The Chinese have continued to reject shipments of U.S. corn containing the unapproved GMO trait MIR162. This month, major grain handlers in the U.S., including ADM, have banned the purchase of MIR162 corn within the U.S. until China approves the trait.
The March soybean contract significantly increased this month by 10.1% and closed at an eight-month high of $14.14. The USDA held ending soybean stocks unchanged in the February WASDE Report, but exports were increased by 15 million bushels, although decreased residual use offset the loss in supply. Fundamentally, soybean pricing is strong with extremely low stocks and high global demand. The USDA estimated 79.5 million acres of soybeans will be planted in 2014 by U.S. farmers at the USDA Outlook Forum. U.S. soybean prices also rallied upon heavy rainfall delaying the South American harvest and logistical delays throughout Brazil.
March wheat prices broke a downward trend this month and increase by 7.9%, closing at $5.99 per bushel. Ending stocks were estimated 50 million bushels lower by USDA in the WASDE Report, due to increased food use and exports. Concern is growing in the U.S. Plains and in the Black Sea region of winter kill risk due to the drawn out winter temperatures. Winter kill does not typically occur until the winter wheat plant starts growing again from winter dormancy in early spring. Lastly, the Ukraine political issues have sent wheat prices higher due to the potential void in the global wheat market if Ukraine exports slow.

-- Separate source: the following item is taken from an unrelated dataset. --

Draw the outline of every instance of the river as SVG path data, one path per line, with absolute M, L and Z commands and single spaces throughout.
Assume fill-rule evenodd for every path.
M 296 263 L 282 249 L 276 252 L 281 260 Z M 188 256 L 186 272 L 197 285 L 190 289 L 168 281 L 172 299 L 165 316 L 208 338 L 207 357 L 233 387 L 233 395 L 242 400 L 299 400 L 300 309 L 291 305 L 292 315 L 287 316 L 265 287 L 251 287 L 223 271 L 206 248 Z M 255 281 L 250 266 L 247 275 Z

South American Crop Condition
Brazil's record soybean production was decreased 2.5% to 88.0mt, according to the International Grain Council (IGC) due to hot and dry weather throughout the late growing season. IGC also cut the Argentina soybean crop outlook by 1.8% to 53.5mt. Conab estimated Brazilian corn production 4.6% lower this month to 75.47mt due to continued dry weather. In other areas of Brazil, where soybean harvest is occurring, heavy rainfall has led to logistical delays on rural dirt roads. Additionally, the Brazilian ports are reporting a 40 to 45 day wait time for vessels to be loaded with grain due to insufficient port infrastructure.
The Chicago Federal Reserve Bank reported that farmland values increased 5% year-over-year in the Seventh District encompassing Iowa, Wisconsin, Illinois, Indiana, and Michigan. Illinois and Indiana led all state value increases with 14% and 10% year-over-year, respectively. Throughout the fourth quarter of 2013, farmland values increased by 3% in the Seventh District.
In the Tenth Federal Reserve District, non-irrigated farmland values increased 9.2% over the past 12 months, irrigated farmland values increased 7.4%, and ranchland values increased 9.7%. The Kansas City Fed cited limited farmland sales and continued strong demand for the supported increase in farmland values throughout 2013. The Tenth District includes Colorado, Kansas, Nebraska, Oklahoma, Wyoming, a portion of New Mexico, and Missouri.
The Creighton University farmland price index decreased by 2.4 points in this month's survey to 41.7. This marks the third month in a row that the index has been below growth neutral. Professor Ernie Goss noted, "This is the third straight month that the farmland and ranchland-price index has moved below growth neutral. With the Federal Reserve continuing to withdraw their economic stimulus, rising interest rates are expected to put downward pressure on agriculture commodity prices and farmland prices."
The USDA Farm Sector Income Report forecasted a net farm income of $95.8 billion, 8.35% above the 10-year average. The forecast did decline from the record breaking $131.03 billion recorded in 2013. Large increases expected in production and decreases in crop prices are likely to undermine farmer income in 2014. Farmer production expenses are expected to fall for the first time since 2009, interrupting what had been a rapid upward movement in expenses. Seeds, fertilizer, and pesticides, are expected to fall a combined 4.7% in 2014.
Continued strong exports of corn and soybeans could continue to fuel the domestic grain markets until spring planting estimates are released. The corn market will also closely monitor ethanol blending margins as RBOB gasoline prices have increased faster than corn prices, allowing for even stronger margins for ethanol producers.
We are starting to watch frost and snow levels across the Corn Belt during this drawn out winter. If extremely cold weather persists throughout the Corn Belt in March, farmers will have to prepare for a wet and delayed planting season again. Many areas in the Midwest are consistently experiencing temperatures 30 to 40 degrees below historical averages.